The study is very interesting and follows the same line of research of this group, who had already performed similar experiments in mice and also in pigs. In this work they have scaled it up to primates and delved into the underlying mechanism of immunotolerance. It goes without saying that the rejection of our immune system to an external organ or tissue is much more potent than to any infection. Also that previous studies on tolerance induction had already revealed an organ-specific hierarchy: the kidney and liver exhibit an enhanced form of immune privilege and are prone to tolerance, whereas the heart and lungs are largely resistant to tolerance.

In this study they have observed that generating transient mixed hematopoietic chimerism through the combination of non-myeloablative conditioning and donor bone marrow transplantation (DBMT) and accompanied by kidney transplantation (with immune privilege) can establish systemic tolerance allowing long-term survival of co-transplanted organs such as the heart, which were originally refractory to tolerance induction.
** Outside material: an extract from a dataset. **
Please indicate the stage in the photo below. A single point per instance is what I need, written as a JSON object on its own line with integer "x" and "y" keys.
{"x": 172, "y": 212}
They also suggest that allograft acceptance is not due to host immunological ignorance or incompetence, but to an active process initiated and/or mediated by the donor kidney, leading to robust systemic tolerance and, consequently, long-term cardiac allograft survival. Therefore, in this work they have also demonstrated the phenomenon of “Kidney-Induced Cardiac Allograft Tolerance” (KICAT) in a preclinical non-human primate model.

The study is based on previous evidence on the induction of immunologic tolerance by donor bone marrow transplantation, which has been effective in kidney transplantation, but not in cardiac transplantation. The main novelty is the demonstration that cotransplantation of kidney and heart from the same donor can induce long-term tolerance in primates without the need for immunosuppression. A potential mechanism has been identified based on lymphoid structures rich in regulatory T cells (Foxp3+) in transplanted kidneys, which appear to contribute to heart tolerance.
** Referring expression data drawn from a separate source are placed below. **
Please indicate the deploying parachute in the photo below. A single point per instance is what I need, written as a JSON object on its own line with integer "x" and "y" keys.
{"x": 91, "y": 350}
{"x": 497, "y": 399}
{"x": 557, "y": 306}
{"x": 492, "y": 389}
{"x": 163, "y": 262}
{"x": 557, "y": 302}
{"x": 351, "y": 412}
The implications are significant, since this strategy could be applied in patients with heart and end-stage renal failure who require a combined transplant. If translated to clinical practice, it could reduce dependence on immunosuppressive drugs and their adverse effects, improving the quality of life of patients and prolonging graft survival.
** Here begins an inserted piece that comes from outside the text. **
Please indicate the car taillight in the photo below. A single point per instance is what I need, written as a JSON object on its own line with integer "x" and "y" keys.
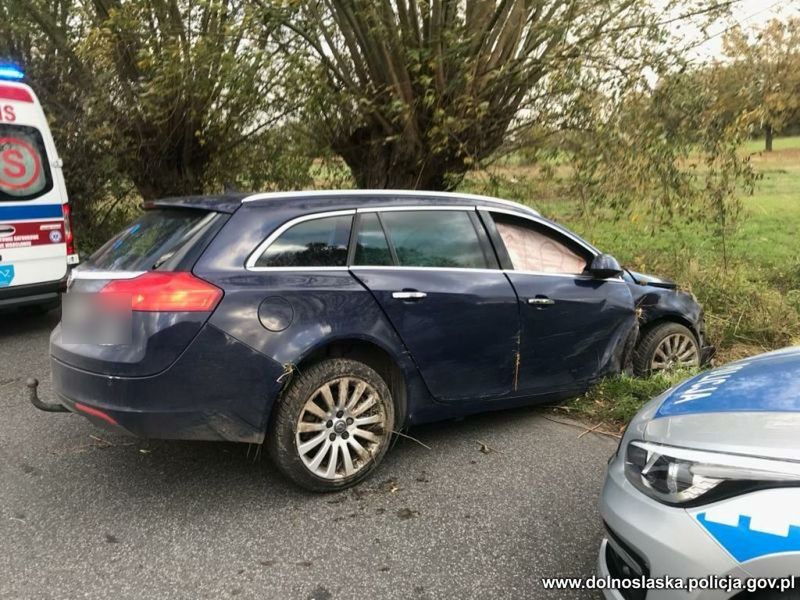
{"x": 8, "y": 92}
{"x": 177, "y": 291}
{"x": 69, "y": 238}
The study has several limitations to consider. It should be said that the authors acknowledge that, although the study is promising, the exact mechanisms behind tolerance are not yet fully understood and further research is needed for its application in humans. The following limitations should be noted:

• Animal model: although primates are valuable preclinical models, extrapolation to human patients requires further clinical studies.
• Relatively small sample size: could influence the generalizability of the results.
• Follow-up time: Despite promising long-term results in primates, longer follow-up is needed to assess the durability of tolerance in humans. However, it is worth noting that some of the recipients were monitored for more than 5 years and with periodic biopsies to rule out both acute and chronic rejection.
• Individual immunological factors: Genetic variability in humans could affect the reproducibility of these results, especially in relation to histocompatibility between donor and recipient.
• Postoperative complications: Some animals developed disorders such as post-transplant lymphoproliferative disorders (PTLD) and persistent anemia, indicating that there are still clinical risks to be evaluated in humans.

Finally, I would like to highlight that two pathologists (Ivy A. Rosales and Robert B. Colvin), affiliated with the Department of Pathology, Massachusetts General Hospital, Boston, MA, USA, a renowned institution for its expertise in transplantation and pathology, participated in the study, which lends credibility to the histopathological evaluation of the grafts in the study.